My Fantastic Linux & UEFI Adventures Begin 2016: It Maybe Can Save Your Money And Time

  • Julian Andres Klode

    Correction:

    (1) Most Debian mirrors are http

    (2) https does not gain much, as you can still identify security updates being downloaded based on their size.

    (3) Debian even has a Tor hidden service you can fetch packages from, see http://people.skolelinux.org/pere/blog/Always_download_Debian_packages_using_Tor___the_simple_recipe.html

    • Paul Alberto Rufous

      1) Not most, check https://www.debian.org/mirror/list. All primary mirrors available only over FTP.
      2) Size is not a placebo and can be faked. HTTPS is necessary.
      3) Added to article, thanks.

      • Julian Andres Klode

        1) A lot have ftp in their name, but are actually (mostly or only) HTTP mirrors

        2) Not sure what you’re trying to say. If there was a new security update for foo that is 1.2MB large and there is 1.2MB download from your (security) mirror, you know that the user has foo installed. They also can be reasonably sure which version of the package you have installed afterwards.
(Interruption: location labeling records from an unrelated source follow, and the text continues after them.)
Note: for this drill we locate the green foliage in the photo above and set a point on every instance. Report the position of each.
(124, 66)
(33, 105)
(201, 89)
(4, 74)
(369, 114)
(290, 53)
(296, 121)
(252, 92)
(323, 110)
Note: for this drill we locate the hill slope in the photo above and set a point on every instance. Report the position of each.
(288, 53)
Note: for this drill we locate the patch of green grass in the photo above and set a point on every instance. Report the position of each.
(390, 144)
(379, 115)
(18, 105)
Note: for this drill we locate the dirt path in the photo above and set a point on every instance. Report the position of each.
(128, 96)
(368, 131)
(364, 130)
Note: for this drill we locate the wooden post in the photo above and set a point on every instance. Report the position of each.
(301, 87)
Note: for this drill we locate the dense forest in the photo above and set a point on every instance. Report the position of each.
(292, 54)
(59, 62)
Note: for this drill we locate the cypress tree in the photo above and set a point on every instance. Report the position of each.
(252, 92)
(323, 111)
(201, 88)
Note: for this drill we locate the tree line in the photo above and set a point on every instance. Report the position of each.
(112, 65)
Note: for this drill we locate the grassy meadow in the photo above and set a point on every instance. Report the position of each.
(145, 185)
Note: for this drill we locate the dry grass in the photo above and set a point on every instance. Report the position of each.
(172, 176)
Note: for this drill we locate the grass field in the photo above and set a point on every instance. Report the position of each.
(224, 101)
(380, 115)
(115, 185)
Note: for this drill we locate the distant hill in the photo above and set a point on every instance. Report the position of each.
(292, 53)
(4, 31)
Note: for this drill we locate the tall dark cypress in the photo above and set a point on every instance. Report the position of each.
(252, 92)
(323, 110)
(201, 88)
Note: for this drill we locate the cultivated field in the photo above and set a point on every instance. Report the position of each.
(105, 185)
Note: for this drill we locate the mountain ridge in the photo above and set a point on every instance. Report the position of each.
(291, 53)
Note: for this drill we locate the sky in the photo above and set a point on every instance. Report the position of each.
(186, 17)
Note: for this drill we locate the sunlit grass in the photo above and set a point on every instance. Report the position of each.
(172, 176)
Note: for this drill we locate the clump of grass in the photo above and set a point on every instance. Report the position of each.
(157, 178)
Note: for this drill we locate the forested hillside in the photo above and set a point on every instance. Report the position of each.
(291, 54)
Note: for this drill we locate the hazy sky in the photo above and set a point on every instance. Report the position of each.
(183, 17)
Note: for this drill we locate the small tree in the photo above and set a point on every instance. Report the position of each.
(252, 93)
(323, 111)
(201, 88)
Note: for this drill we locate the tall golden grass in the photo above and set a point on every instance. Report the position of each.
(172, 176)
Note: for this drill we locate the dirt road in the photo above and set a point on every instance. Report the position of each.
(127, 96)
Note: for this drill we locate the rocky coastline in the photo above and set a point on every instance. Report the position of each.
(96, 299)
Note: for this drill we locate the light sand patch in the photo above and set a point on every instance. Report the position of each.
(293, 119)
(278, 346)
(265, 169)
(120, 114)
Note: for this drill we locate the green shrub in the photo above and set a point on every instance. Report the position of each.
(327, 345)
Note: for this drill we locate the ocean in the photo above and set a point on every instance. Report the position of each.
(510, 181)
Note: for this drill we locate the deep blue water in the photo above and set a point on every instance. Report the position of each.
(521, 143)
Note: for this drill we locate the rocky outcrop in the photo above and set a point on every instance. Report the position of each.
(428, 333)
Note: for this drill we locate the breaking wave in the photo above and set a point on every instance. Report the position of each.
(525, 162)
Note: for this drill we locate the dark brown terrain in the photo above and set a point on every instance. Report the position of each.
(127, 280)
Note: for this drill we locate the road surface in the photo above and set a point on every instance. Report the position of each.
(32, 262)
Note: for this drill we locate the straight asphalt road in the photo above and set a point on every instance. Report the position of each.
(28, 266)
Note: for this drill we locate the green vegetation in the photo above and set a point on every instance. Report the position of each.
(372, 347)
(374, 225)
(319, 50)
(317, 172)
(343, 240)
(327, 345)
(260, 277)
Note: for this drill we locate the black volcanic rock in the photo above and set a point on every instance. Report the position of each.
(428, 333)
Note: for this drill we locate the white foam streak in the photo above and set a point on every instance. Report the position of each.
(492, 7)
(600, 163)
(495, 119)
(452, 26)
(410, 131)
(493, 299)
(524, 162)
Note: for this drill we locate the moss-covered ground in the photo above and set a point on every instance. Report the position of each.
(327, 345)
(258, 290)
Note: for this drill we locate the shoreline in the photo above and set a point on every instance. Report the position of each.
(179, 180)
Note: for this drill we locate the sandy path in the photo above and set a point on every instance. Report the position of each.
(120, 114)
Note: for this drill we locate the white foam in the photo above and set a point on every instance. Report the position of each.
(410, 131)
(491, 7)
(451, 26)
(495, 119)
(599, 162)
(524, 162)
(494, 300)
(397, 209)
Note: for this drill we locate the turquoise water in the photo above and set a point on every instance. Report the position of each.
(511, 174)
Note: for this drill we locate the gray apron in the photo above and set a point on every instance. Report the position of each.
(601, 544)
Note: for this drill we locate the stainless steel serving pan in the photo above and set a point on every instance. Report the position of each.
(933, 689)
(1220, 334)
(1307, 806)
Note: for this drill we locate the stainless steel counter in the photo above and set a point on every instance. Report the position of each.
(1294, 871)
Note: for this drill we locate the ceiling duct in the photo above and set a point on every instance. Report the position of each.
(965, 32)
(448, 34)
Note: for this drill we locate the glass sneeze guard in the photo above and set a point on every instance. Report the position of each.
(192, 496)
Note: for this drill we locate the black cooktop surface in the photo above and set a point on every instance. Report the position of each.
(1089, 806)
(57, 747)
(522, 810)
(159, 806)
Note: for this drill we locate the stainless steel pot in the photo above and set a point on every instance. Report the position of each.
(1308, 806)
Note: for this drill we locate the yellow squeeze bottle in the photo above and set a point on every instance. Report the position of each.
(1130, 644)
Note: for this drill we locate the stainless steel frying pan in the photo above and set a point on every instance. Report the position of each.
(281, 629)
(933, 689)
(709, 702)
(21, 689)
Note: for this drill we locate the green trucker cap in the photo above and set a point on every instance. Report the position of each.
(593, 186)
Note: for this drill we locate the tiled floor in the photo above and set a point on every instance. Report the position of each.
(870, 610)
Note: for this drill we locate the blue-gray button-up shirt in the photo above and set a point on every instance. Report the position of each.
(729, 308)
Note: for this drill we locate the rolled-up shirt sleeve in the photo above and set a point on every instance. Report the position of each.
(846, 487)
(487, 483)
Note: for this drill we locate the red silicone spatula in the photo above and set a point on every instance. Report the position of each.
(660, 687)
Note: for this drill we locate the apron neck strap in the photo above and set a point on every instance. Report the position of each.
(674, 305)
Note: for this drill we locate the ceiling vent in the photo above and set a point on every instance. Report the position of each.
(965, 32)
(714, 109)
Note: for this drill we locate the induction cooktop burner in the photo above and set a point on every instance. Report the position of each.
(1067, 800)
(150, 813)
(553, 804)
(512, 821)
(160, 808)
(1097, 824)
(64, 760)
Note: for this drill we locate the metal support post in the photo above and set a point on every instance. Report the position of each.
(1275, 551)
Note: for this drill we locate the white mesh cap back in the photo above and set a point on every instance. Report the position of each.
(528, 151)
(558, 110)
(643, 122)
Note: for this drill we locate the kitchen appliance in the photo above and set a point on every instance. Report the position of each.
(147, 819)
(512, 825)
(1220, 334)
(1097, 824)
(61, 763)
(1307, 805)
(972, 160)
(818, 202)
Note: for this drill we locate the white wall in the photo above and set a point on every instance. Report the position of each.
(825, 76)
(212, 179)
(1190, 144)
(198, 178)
        This mostly applies to stable updates, as they almost only get security updates outside of the point release, and have a special security.debian.org mirror (to ensure that the mirrors are up-to-date).
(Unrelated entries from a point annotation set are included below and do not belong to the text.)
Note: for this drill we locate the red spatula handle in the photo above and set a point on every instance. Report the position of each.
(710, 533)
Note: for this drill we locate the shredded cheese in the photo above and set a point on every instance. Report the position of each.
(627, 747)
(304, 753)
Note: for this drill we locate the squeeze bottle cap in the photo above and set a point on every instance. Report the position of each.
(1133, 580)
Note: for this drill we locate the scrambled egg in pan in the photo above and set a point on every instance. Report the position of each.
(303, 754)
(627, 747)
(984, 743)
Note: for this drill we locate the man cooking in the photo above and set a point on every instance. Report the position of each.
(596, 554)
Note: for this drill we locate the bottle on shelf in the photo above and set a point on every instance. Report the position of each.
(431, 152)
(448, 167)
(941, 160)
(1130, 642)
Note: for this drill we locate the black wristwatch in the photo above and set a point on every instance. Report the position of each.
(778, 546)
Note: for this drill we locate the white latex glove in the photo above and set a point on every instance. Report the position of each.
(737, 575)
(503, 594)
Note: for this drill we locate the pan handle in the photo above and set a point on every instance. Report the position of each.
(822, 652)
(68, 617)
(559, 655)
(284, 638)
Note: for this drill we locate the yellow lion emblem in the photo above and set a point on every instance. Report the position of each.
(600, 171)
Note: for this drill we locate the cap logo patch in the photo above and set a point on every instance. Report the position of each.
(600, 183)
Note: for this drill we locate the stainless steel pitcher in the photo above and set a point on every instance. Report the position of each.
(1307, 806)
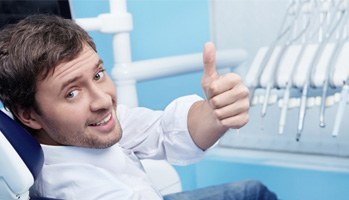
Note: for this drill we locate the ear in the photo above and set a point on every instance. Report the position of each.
(28, 117)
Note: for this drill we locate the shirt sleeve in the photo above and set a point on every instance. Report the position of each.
(160, 134)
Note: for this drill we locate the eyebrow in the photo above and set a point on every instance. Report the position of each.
(74, 79)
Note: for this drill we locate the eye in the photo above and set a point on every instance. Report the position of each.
(72, 94)
(99, 75)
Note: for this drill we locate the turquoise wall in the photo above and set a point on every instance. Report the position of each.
(161, 28)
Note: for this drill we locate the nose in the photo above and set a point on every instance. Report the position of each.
(100, 99)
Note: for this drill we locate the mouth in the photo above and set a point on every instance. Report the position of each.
(103, 121)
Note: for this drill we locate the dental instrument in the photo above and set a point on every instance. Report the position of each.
(343, 18)
(266, 54)
(314, 63)
(283, 50)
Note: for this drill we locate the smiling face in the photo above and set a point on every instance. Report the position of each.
(77, 105)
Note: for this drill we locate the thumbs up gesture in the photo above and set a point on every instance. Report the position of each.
(226, 94)
(226, 106)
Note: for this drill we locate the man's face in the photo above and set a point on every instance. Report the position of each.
(78, 104)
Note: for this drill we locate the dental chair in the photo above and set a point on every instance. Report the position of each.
(21, 160)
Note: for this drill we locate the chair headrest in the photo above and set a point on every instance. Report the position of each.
(25, 145)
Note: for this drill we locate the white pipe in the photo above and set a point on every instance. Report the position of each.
(169, 66)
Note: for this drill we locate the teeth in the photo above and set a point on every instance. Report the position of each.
(103, 121)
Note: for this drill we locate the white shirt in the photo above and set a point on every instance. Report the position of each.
(116, 172)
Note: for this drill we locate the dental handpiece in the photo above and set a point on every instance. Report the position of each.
(271, 81)
(286, 96)
(340, 111)
(330, 68)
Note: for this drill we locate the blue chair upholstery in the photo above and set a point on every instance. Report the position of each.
(21, 159)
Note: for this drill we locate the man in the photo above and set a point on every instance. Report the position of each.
(55, 84)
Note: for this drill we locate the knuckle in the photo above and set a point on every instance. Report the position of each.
(214, 102)
(218, 113)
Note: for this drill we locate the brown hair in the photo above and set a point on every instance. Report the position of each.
(30, 50)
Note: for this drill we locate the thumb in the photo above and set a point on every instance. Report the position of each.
(209, 58)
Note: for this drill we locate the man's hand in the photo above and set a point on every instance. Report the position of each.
(226, 106)
(226, 95)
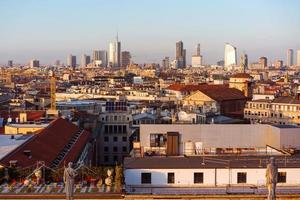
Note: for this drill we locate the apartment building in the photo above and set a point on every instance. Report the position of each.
(281, 110)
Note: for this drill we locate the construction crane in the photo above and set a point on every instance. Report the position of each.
(52, 92)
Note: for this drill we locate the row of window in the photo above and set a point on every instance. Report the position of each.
(274, 107)
(115, 149)
(146, 178)
(115, 139)
(114, 158)
(265, 114)
(115, 118)
(112, 129)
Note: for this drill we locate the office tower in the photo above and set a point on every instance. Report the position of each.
(126, 57)
(85, 60)
(115, 53)
(220, 63)
(180, 55)
(263, 61)
(165, 63)
(298, 58)
(57, 63)
(289, 57)
(34, 63)
(243, 62)
(198, 50)
(278, 64)
(100, 58)
(197, 59)
(10, 63)
(230, 59)
(71, 61)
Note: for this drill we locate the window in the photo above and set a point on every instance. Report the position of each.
(281, 178)
(124, 129)
(198, 177)
(115, 139)
(105, 129)
(105, 149)
(157, 140)
(171, 178)
(146, 178)
(115, 129)
(115, 149)
(242, 177)
(115, 158)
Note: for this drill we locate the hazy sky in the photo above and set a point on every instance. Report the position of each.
(51, 29)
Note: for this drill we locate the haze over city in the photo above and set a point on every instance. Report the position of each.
(150, 99)
(51, 29)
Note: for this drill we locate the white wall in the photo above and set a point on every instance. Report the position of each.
(212, 177)
(225, 136)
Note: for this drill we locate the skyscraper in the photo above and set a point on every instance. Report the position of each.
(263, 61)
(197, 59)
(180, 55)
(100, 58)
(278, 64)
(10, 63)
(244, 62)
(115, 53)
(85, 60)
(126, 57)
(230, 59)
(165, 63)
(289, 57)
(71, 61)
(34, 63)
(298, 58)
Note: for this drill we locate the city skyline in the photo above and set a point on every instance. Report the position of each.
(149, 37)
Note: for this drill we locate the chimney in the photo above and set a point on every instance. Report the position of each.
(23, 117)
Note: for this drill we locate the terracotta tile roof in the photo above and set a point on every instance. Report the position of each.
(241, 75)
(46, 145)
(33, 115)
(191, 88)
(287, 100)
(216, 92)
(223, 94)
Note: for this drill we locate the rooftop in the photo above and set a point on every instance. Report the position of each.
(8, 143)
(192, 162)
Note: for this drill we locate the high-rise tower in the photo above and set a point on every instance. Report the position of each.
(180, 55)
(230, 59)
(290, 57)
(115, 53)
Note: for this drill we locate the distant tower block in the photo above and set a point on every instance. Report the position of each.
(53, 91)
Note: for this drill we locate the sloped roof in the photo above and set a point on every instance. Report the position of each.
(48, 143)
(288, 100)
(223, 93)
(241, 75)
(33, 115)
        • Paul Alberto Rufous

          1) Yes, it’s right.
          2) If you’re connected with the distro server without HTTPS – potential attackers known which software and which version you use. This is first stage of every attack – detect software, version and search vulnerabilities for it. security.debian.org available only over HTTP.

  • Richard Howell

    Manjaro is actually quite secure:

    Packages are downloaded over HTTP they are PGP signed. This means that
    while someone could see what you are downloading, they can’t affect the
    payload without producing a signing error. Then you could see the
    package has been tampered with. Unless one of the developers is
    compromised, this means this avenue of attack is a non-starter.

    Installation
    images have MD5 and SHA checksums, so again you can verify their
    integrity. I suppose someone could sign the checksum file too, but for
    an attacker to tamper with the checksum file is an awful lot of effort.

    • Paul Alberto Rufous

      PGP-sign and checksums is necessary, but potential attackers can analyze you traffic and know what packages and which version are installed in your OS. It’s very helpful to search vulnerabilities.

  • Aniruddha

    This comparison misses the non-free repositories such as rpmfusion. Unfortunately rpmfusion still has some serious security issues: https://lwn.net/Articles/606826/ https://bugzilla.rpmfusion.org/show_bug.cgi?id=3313

    • Paul Alberto Rufous

      Yes, and HTTPS in the Rpmfusion Bugzilla server is broken.